General JELF: Investing in students’ futures (2/11/20)

Published in The Palm Beach Post, 7-30-19.

What does Jewish Educational Loan Fund do?

Student debt in the U.S. has reached record levels, making higher education out of reach for many families and saddling others with thousands in high-interest loans. According to The New York Times, 94% of undergrads are now borrowing for their education as compared to 45% in 1993.

Since 2009, the Jewish Educational Loan Fund has provided more than $7 million in the form of more than 2,000 student loans. JELF is one of the oldest continuously active nonprofits in the United States, founded in 1889 as the Hebrew Orphans’ Home (HOH). The orphanage was established to support children from the former B’nai B’rith District 5 (the same five-state region we still cover today) who had lost one or both of their parents. While the Hebrew Orphans’ Home closed its doors in 1930 due to changing societal needs, the organization successfully transformed itself into Jewish Children’s Services (JCS) which placed Jewish children in foster care. In 1961, the organization began providing interest-free loans for higher education, as government organizations began filling the foster care role. In 1989, the organization formally changed its name to Jewish Educational Loan Fund (JELF).

Today, through a combination of student loan repayments as well as the generous support from donors throughout our region, JELF is assisting more students each year to meet their education goals. As CEO Jenna Leopold Shulman says, “The cost of college should never have to outweigh its benefit, but sadly for many, it does. JELF helps fill the gap between scholarships, government loans and what the students still need to continue their education.”

How does your agency benefit the community?

JELF has provided loans to students all over the U.S. and around the globe. In 2018, loan recipients were enrolled at 135 different colleges, vocational and technical schools. Students from South Florida (Miami-Dade, Broward and Palm Beach counties) represented 27% of JELF recipients, with nearly 11% coming exclusively from Palm Beach County. After borrowing from JELF, former recipients pay back their student loans at a 99% repayment rate, which allows them to continue benefiting others in the community. With their higher education, these students also are able to become more productive members of their communities. Many of them have taken leadership and board roles in different worthy nonprofits, including but not limited to JELF.

What is your agency’s focus for the future?

As Stan Lowenstein, current JELF board president, says, “I am excited about deepening our community impact. By gaining more awareness for our program we can fulfill our goal of ensuring that all Jewish students have the opportunity to earn their degree with as few financial obstacles as possible.”

Mission Statement

The Jewish Educational Loan Fund’s mission is to provide interest-free loans to Jewish students from Florida, as well as the four other states that we currently serve (Georgia, South Carolina, North Carolina and Virginia) who lack the needed resources for their education after high school. Loans can be used for any accredited higher-learning, including college, graduate school and degree-granting vocational programs.

Key Program

Interest-free student loans: JELF helps fill the gap between scholarships, government loans and what the students still need to continue their education. Ninety-nine percent of the loan recipients repay the loans, allowing JELF to continue benefiting others in the community.

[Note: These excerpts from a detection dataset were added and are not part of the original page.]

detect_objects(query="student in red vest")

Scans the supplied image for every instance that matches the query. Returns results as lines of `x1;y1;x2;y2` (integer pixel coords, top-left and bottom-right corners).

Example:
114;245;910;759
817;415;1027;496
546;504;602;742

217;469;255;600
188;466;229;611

JELF has two loan seasons: March 1 to April 30, which covers assistance for the following fall, spring and/or summer terms; and Sept. 1-30, which covers assistance for the following spring and/or summer terms only. To apply, students must visit JELF’s online application and create an account. Students must supply the following documentation, which can be uploaded directly to their account: final transcript from the school last attended (if not currently a student); school acceptance letter (if entering student); parents’ currency year tax return(s) and schedules and W-2s or 1099s (if student is listed as a dependent or is under 25 years of age); student’s current year tax return and schedules (if filed) and W-2 or 1099 (if worked); spouse’s current year tax return and schedules and W-2 or 1099 (if married); and the Student Aid Report (SAR) received after filing 2019 FAFSA.

Students would need to contact their Local JELF administrator (LJA) to schedule a personal interview and submit final required supporting documents by June 15 and/or Oct. 21. (This includes final transcript for school year most recently completed, the financial aid award letter as well as costs of attendance for the school the student is attending.)